Published on October 15th, 2018 | by Jake Richardson0
2018 Nissan Leaf Owner Interview
October 15th, 2018 by Jake Richardson
Stephen Puryear and his wife recently purchased a 2018 Nissan Leaf. They live in the Bay Area and owned an older Leaf prior to getting the new one. (They also have a Toyota Prius.) Mr. Puryear generously agreed to answer some questions for CleanTechnica about his new Leaf experiences so far.
1. Why did you choose the new Nissan Leaf, instead of a different EV like the BMW i3 or a Tesla? Did you look at alternatives and test drive them?
We wanted to upgrade from our old Leaf that was losing range on the battery. I am disinclined to get involved with Tesla for a number of reasons, including the price, availability and after market service.
2. Do you also have a Toyota Prius, and if so, what was the transition like to a full EV?
We also have a Prius. That transition was largely on my wife’s shoulders because she used it exclusively for a commute to Oakland. She was able to charge during the day in her parking spot and she also wanted access to the diamond lane.
3. How long have you had the Leaf now, and what are some of your initial impressions?
It has 589 miles on it, which is all me because the diamond lane stickers didn’t arrive until last night. So, my wife will take it over and start commuting in it every day. I am very happy with this car overall. I really like the “e-pedal” which starts regeneratively braking the car the moment that I take my foot off the accelerator. I got used to it right away, and I’m told that using it will increase the range. On the downside, the owner’s manual doesn’t match the model that we purchased, so it took me quite a while to get the “cruise control” light off. Also it’s got a version of “steering assist” which tried to steer me off the road once.
4. The official range of the 2018 Leaf is about 150 miles per charge. Have you found that to be accurate?
It has continued to hang right at 160, although it’s been warm enough this summer to keep it a little higher than it will be this coming winter.

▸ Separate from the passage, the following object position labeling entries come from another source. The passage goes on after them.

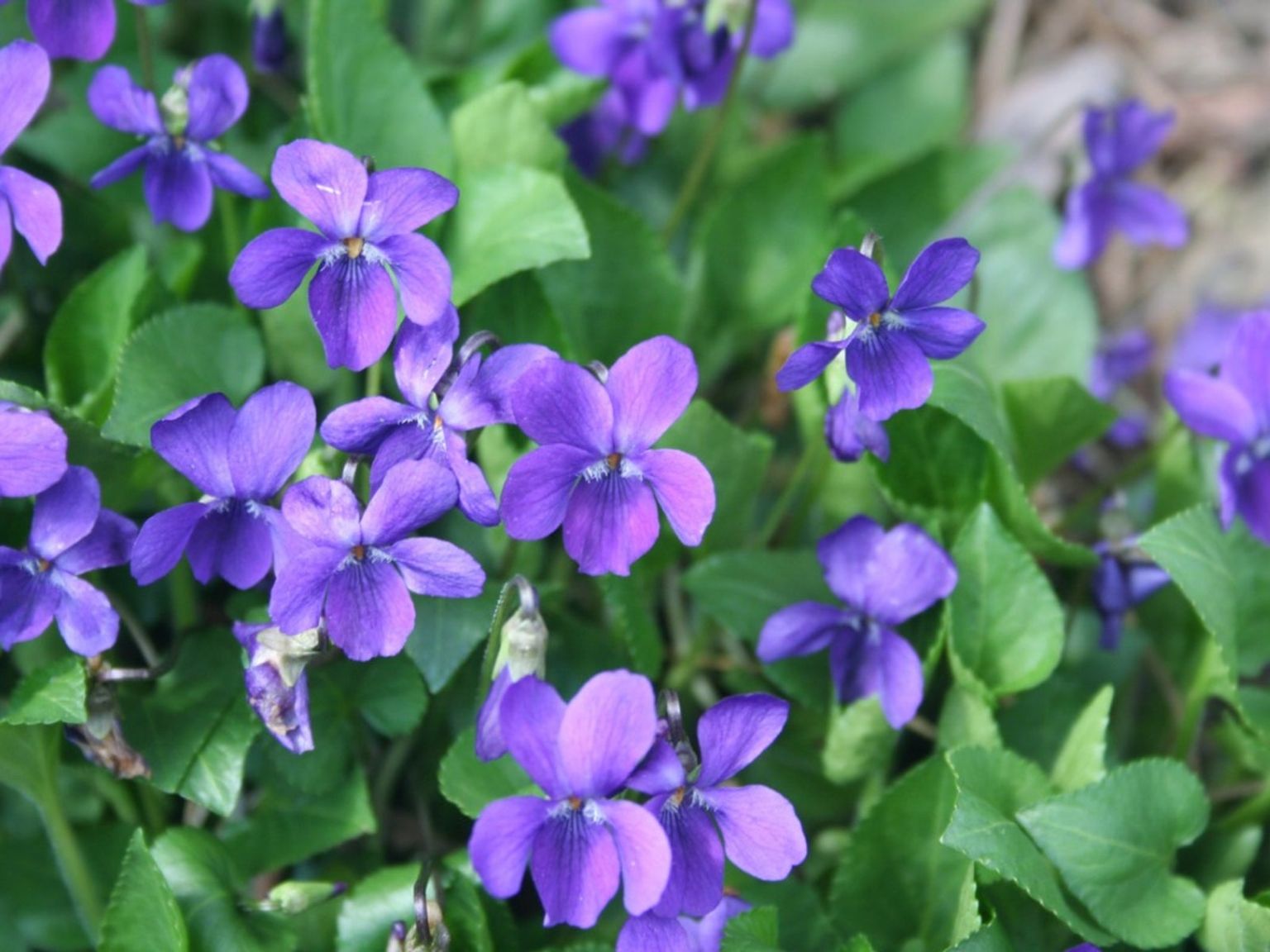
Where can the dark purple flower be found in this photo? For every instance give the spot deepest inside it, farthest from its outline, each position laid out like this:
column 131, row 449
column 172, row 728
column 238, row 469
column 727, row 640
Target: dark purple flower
column 239, row 459
column 1234, row 407
column 578, row 842
column 75, row 30
column 360, row 568
column 884, row 578
column 1125, row 578
column 757, row 826
column 594, row 470
column 32, row 451
column 70, row 535
column 1118, row 141
column 180, row 164
column 367, row 224
column 27, row 203
column 277, row 687
column 423, row 428
column 888, row 353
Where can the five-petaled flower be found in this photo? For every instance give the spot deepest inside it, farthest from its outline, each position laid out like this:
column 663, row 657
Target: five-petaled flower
column 884, row 578
column 180, row 164
column 578, row 842
column 442, row 405
column 1234, row 407
column 70, row 535
column 367, row 224
column 239, row 459
column 888, row 352
column 1119, row 140
column 360, row 569
column 27, row 203
column 594, row 470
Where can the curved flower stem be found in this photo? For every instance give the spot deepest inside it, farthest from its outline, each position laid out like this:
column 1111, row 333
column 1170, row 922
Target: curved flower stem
column 710, row 145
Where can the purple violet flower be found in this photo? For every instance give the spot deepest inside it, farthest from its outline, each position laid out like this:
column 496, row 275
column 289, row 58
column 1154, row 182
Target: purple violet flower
column 239, row 459
column 76, row 30
column 438, row 412
column 360, row 568
column 705, row 817
column 884, row 578
column 1234, row 407
column 27, row 203
column 577, row 842
column 277, row 686
column 1119, row 140
column 180, row 164
column 367, row 225
column 594, row 470
column 888, row 353
column 32, row 451
column 70, row 535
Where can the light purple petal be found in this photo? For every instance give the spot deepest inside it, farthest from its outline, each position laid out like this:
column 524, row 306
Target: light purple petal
column 761, row 833
column 610, row 523
column 649, row 386
column 800, row 629
column 37, row 212
column 537, row 490
column 606, row 731
column 85, row 618
column 733, row 733
column 890, row 372
column 423, row 276
column 642, row 852
column 107, row 545
column 32, row 452
column 270, row 436
column 322, row 182
column 502, row 840
column 400, row 201
column 853, row 282
column 194, row 440
column 161, row 541
column 24, row 75
column 369, row 610
column 65, row 513
column 355, row 307
column 1210, row 407
column 561, row 402
column 936, row 274
column 217, row 97
column 684, row 489
column 413, row 494
column 325, row 512
column 907, row 573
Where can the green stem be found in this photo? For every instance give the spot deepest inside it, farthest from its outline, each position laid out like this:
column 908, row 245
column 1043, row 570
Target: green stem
column 710, row 145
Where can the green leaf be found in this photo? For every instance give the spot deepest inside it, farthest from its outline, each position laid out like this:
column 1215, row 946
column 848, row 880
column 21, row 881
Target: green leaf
column 625, row 293
column 206, row 883
column 54, row 693
column 1005, row 623
column 1051, row 419
column 900, row 840
column 1234, row 923
column 178, row 355
column 1114, row 843
column 1082, row 758
column 82, row 350
column 511, row 218
column 992, row 786
column 142, row 914
column 365, row 95
column 471, row 783
column 502, row 126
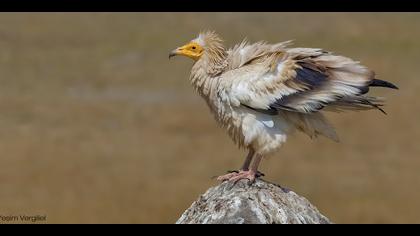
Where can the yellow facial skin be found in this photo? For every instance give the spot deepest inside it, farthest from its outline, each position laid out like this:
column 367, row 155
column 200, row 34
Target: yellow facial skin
column 192, row 50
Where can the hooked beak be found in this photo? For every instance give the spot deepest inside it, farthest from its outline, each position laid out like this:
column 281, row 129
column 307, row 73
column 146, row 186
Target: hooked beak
column 174, row 53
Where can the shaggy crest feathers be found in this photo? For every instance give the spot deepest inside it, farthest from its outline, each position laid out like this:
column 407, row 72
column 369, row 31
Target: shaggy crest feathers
column 260, row 92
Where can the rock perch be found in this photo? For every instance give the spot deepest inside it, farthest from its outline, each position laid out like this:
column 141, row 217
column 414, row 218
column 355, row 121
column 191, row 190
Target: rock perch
column 260, row 203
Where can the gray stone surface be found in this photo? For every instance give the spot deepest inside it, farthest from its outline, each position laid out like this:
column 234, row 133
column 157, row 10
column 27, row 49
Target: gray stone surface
column 260, row 203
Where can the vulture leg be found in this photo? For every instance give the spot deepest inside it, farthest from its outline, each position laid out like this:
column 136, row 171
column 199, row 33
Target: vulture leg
column 250, row 174
column 245, row 167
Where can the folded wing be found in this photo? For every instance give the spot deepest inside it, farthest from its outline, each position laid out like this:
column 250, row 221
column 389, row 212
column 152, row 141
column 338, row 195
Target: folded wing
column 303, row 80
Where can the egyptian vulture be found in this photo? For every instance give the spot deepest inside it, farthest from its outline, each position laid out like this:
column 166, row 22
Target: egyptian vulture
column 259, row 93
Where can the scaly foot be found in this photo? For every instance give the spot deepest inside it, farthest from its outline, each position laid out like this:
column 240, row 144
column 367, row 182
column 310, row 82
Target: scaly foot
column 228, row 176
column 235, row 176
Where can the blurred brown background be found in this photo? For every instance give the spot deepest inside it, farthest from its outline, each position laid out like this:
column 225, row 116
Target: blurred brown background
column 98, row 126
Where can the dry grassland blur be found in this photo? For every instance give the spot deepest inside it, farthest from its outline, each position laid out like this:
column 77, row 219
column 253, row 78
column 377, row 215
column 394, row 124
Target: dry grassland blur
column 98, row 126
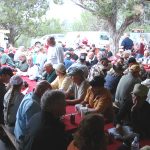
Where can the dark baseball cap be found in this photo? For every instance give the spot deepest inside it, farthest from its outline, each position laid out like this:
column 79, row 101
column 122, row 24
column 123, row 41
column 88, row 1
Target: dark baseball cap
column 75, row 71
column 6, row 70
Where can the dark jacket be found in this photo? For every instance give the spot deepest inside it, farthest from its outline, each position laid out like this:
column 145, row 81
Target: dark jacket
column 46, row 133
column 140, row 120
column 2, row 93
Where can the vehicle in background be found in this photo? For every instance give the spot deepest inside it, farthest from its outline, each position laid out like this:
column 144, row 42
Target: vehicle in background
column 43, row 39
column 100, row 39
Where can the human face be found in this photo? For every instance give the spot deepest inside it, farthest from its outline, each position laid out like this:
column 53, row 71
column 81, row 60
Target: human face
column 5, row 78
column 104, row 63
column 76, row 79
column 30, row 62
column 48, row 69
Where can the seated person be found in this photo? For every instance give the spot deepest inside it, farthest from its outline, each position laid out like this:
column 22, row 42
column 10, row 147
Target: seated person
column 90, row 134
column 12, row 100
column 98, row 98
column 138, row 109
column 145, row 60
column 50, row 74
column 79, row 87
column 45, row 129
column 91, row 59
column 22, row 64
column 5, row 59
column 113, row 77
column 33, row 70
column 100, row 68
column 67, row 61
column 62, row 81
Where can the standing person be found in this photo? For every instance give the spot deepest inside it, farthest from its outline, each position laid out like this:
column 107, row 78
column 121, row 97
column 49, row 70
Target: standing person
column 50, row 73
column 55, row 54
column 62, row 80
column 45, row 129
column 28, row 107
column 12, row 100
column 5, row 59
column 126, row 85
column 127, row 43
column 5, row 75
column 78, row 89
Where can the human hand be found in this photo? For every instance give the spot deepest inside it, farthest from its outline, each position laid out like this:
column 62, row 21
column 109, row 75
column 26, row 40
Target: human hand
column 119, row 129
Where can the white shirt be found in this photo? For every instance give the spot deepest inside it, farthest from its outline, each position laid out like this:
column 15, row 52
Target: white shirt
column 55, row 55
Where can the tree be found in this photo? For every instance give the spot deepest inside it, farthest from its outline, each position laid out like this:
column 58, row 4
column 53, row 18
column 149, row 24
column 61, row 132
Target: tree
column 21, row 16
column 118, row 14
column 49, row 26
column 87, row 22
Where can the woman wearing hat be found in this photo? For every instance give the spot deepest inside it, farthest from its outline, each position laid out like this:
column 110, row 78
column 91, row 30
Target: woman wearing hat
column 62, row 81
column 12, row 100
column 113, row 77
column 98, row 98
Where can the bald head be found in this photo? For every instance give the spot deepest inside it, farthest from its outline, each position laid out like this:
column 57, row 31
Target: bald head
column 41, row 88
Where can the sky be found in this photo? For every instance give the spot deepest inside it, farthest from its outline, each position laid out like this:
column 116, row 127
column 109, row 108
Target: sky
column 68, row 11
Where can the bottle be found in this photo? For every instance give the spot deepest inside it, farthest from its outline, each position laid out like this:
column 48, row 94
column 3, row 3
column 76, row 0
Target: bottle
column 135, row 144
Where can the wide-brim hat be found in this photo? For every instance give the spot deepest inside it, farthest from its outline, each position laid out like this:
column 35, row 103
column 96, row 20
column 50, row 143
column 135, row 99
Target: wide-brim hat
column 135, row 68
column 140, row 90
column 6, row 70
column 118, row 68
column 75, row 71
column 16, row 80
column 60, row 68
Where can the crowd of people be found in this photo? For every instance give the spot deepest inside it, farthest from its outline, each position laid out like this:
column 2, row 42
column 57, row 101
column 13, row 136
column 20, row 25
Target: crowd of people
column 113, row 87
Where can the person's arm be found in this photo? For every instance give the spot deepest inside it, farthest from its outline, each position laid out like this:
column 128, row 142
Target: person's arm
column 74, row 101
column 82, row 94
column 60, row 55
column 3, row 59
column 65, row 83
column 54, row 84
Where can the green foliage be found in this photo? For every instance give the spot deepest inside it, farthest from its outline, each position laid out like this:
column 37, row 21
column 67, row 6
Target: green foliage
column 49, row 27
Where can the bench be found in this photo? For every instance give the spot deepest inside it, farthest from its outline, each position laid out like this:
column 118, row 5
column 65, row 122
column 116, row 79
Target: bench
column 11, row 137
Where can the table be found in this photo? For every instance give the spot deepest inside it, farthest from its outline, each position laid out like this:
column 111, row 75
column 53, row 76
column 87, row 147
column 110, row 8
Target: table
column 72, row 127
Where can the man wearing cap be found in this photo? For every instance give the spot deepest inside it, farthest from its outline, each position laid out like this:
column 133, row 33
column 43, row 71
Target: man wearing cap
column 55, row 54
column 138, row 109
column 62, row 81
column 113, row 77
column 79, row 87
column 100, row 68
column 50, row 73
column 28, row 107
column 5, row 75
column 45, row 129
column 126, row 85
column 5, row 59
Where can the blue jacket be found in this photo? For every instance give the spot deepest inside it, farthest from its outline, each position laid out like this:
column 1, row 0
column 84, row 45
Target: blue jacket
column 28, row 107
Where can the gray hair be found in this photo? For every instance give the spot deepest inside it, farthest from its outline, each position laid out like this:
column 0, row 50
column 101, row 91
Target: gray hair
column 52, row 99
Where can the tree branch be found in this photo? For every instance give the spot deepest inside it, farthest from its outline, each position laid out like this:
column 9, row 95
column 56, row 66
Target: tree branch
column 128, row 21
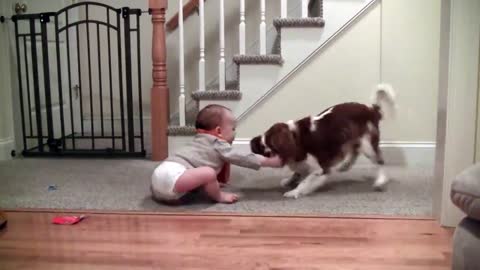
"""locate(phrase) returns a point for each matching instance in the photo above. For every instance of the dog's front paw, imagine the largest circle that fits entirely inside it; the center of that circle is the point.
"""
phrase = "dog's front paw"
(292, 194)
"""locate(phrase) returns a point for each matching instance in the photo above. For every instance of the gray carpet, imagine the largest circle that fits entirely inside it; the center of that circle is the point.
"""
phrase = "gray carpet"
(124, 185)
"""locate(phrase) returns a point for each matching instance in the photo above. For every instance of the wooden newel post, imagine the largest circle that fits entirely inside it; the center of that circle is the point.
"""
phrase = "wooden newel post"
(159, 93)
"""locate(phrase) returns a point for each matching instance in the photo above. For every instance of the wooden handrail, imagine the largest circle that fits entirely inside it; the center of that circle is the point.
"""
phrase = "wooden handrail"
(188, 9)
(159, 92)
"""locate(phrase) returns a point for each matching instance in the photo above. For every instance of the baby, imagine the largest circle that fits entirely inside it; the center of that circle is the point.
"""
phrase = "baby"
(205, 161)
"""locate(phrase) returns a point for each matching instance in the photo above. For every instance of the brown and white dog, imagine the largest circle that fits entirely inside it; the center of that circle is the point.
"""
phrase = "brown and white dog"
(315, 146)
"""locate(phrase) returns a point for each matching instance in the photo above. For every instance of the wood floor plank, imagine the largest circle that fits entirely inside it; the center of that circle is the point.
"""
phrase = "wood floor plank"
(129, 241)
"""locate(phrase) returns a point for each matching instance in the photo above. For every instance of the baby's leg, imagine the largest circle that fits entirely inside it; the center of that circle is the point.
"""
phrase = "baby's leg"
(203, 177)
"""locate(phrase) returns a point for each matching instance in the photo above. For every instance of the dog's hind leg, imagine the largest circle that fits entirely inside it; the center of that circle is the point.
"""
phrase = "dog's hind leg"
(286, 182)
(370, 148)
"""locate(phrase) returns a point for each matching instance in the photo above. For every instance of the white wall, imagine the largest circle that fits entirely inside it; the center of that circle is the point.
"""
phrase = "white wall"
(393, 41)
(6, 112)
(457, 101)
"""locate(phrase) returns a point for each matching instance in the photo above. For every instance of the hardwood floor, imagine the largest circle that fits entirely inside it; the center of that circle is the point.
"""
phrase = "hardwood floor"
(136, 241)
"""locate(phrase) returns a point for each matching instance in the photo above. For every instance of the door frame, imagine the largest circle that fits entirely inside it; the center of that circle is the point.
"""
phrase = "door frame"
(457, 102)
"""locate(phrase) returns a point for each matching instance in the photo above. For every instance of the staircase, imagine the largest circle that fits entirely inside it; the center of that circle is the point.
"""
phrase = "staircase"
(257, 76)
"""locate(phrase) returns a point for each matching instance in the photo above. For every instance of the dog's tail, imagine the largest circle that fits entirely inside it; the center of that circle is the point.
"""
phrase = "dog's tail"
(384, 100)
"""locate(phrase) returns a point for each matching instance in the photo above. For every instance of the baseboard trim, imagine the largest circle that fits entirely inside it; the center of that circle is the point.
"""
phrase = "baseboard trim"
(6, 147)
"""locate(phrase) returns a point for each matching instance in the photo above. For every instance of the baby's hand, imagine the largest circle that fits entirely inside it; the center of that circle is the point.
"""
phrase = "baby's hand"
(273, 162)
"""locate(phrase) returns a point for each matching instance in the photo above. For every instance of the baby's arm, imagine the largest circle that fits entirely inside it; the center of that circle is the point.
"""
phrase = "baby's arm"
(248, 160)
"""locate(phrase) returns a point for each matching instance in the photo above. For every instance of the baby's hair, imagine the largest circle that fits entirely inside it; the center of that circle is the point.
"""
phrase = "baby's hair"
(210, 117)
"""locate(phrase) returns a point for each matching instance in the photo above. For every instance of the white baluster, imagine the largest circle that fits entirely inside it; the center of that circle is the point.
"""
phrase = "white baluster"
(304, 8)
(201, 62)
(241, 28)
(283, 8)
(263, 29)
(221, 62)
(181, 99)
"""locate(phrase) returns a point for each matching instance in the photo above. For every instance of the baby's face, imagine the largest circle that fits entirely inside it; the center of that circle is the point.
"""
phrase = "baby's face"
(228, 126)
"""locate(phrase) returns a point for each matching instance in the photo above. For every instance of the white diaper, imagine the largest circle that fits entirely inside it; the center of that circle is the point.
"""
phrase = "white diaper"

5. The car presents feedback to the driver on various data points like miles and battery percentage remaining, battery temperature, battery capacity, energy economy, and on-demand energy. What do you pay attention to typically, and is having all of this information useful? Is there anything missing from the feedback the car provides?
Not so far. It has a battery percentage number and symbol that I glance at occasionally. It has so much more range than the previous Leaf that I am not very concerned, largely because I don’t get stuck in commute traffic.
6. Have you driven to the point where the battery charge was low and does the system warn you?
No, and I’m wondering if it’s optimal to let it discharge a lot before recharging it, or charge frequently. So far, I haven’t gotten down to 50% yet. See above for battery capacity icon.
7. Do you mostly charge at home, or have you tried some public chargers as well?
We can charge at home and my wife’s parking spot has a plug ready and waiting, although I think that she can stop paying a parking premium at work and just charge at home. We also charge the Prius here.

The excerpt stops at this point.